If You Have Conflict, You’re in Good Company

I was reading a Bible story to Everett the other night, about the disciples fighting over who was most important. His children’s Bible does a great job of making these seem like stories about real people, and somehow it stuck with me in a different way than before.

I kept thinking about how the disciples spent a couple of years living with Jesus, and yet they still messed up quite badly. They walked and talked and ate and did everything with Him, but even so, they were still silly enough to bicker with each other over something ridiculous.

It seems like they should have known better. You’d think that being discipled by JESUS would have better results, right?

But they were still humans making human choices and human mistakes.

So this was all on my mind, and then the next morning I got up to do my devotions, and I just happened to be reading the story in Acts about Paul and Barnabas having a “sharp disagreement”. It was like a parade of biblical conflict.

Again, I couldn’t get it out of my mind. Paul was instrumental in spreading the Gospel, and he wrote a huge portion of the New Testament, and yet even he got in a fight with Barnabas. And such a bad fight that they parted ways after having spent all that time together! Good Christians still fight.

I don’t want this to be true. I wish everyone could get along all the time.

Especially my children.

Especially Christians in churches.

But wherever there are people together, there will be people in conflict.

I keep thinking about the old song that goes “…and they’ll know we are Christians by our love.” What does love look like – absolutely no conflict or disagreement, ever? That’s what we want it to look like, but I think it looks more like people who still make mistakes, and choose to stick around to clean up the mess, and restore the relationship.

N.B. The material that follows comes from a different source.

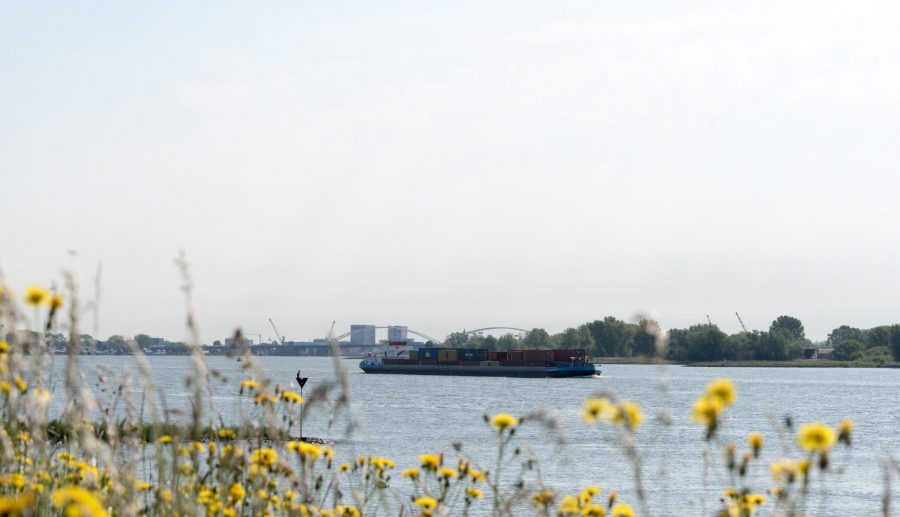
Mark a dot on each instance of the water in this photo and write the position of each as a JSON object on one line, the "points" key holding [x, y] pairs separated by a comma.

Ben says lots of wise things, but one of my favourite things he’s ever said was one time when I messed up very badly. I said something in a public setting to someone which I should not have said, and I felt horrible. But Ben said, “What matters most is not the mistake you made – it’s what you do next to make it right.”

I’ve carried that with me for 10 years, and it still feels just as powerful and true. It doesn’t mean we’re off the hook and have no responsibility to at least try to live in peace and harmony. That’s the goal we shoot for, but we can also know there is much grace when we fall short.

My darling children are actually yelling and screaming at each other this very moment as I write this, and I reminded to extend more grace to them, too. Sooo much grace. After a weekend at the lake with too many late bedtimes, and a jarring return to Monday routine, we will live on grace today!